Mathias Depardon décrit aussi un pays écartelé entre réminiscences impériales et envie de goutter au fruit de la modernité, entre le désir de liberté véhiculé par l’occident et le confort sécuritaire modélisé par la Chine et la Russie. Les séries et les films idéalisant un empire tout puissant et réécrivent l’histoire, internet permettant de les diffuser depuis le “coeur” qu’est Istanbul jusqu’en France et en Asie centrale, lointaine terre d’origine du peuple turc, créant un sentiment d’identité commune.
Chaque image du livre est à lire à différents niveaux selon sa connaissance et son intérêt pour la géopolitique, certains seront bercés par la nostalgie qui se dégage des paysages et des portraits, d’autres verront derrière telle construction ou tel détail la construction d’une ambition plus grande.

C’est aussi la force de ce livre, nous donner les cartes en mains pour mieux comprendre la situation, Mathias Depardon n’est pas dans la démonstration d’une opinion comme cela est souvent le cas lorsqu’un sujet aussi sensible est traité en surface par le prisme occidental. Au contraire, les photographies sont sincères, sans effets trompeurs, sans jugement primaires.

Pour amener plus de profondeur au propos, il s’est entouré de Guillaume Perrier, journaliste, et Hamid Bozarlan, historien spécialiste de la Turquie et de la question kurde, qui nous apportent un éclairage à la fois historique et conjoncturel.

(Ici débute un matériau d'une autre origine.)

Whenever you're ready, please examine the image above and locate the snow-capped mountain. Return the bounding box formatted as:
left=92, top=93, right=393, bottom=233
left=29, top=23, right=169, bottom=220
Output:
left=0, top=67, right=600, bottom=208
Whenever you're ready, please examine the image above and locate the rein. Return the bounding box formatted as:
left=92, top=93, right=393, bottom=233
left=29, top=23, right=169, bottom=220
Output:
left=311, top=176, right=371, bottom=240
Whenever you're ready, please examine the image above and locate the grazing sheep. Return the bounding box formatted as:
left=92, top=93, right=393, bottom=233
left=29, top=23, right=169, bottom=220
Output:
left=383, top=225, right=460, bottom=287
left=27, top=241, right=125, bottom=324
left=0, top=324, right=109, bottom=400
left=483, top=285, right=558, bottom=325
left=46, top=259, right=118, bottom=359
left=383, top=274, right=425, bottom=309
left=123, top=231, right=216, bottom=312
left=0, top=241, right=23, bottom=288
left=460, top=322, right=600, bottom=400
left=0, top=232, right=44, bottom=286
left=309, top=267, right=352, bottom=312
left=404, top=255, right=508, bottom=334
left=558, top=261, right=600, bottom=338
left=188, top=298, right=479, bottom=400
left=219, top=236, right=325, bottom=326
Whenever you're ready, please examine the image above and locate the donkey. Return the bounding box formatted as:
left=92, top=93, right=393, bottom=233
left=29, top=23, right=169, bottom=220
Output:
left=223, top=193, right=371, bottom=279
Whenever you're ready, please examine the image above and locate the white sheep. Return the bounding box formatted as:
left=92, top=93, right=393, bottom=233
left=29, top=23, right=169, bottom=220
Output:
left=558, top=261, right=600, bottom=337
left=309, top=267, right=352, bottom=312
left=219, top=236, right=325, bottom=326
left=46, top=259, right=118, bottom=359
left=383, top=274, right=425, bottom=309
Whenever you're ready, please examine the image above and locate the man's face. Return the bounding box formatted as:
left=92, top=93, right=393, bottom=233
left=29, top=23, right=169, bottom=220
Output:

Le livre est superbement édité par André Frère qui à, comme à son habitude, fait en sorte de mettre en avant le travail de son auteur. On remarque immédiatement les détails sur la couverture et la tranche. Un livre qui séduit autant par son aspect esthétique que par la justesse de son propos.
Transantolie, éditions André Frère, 45€, 208 p.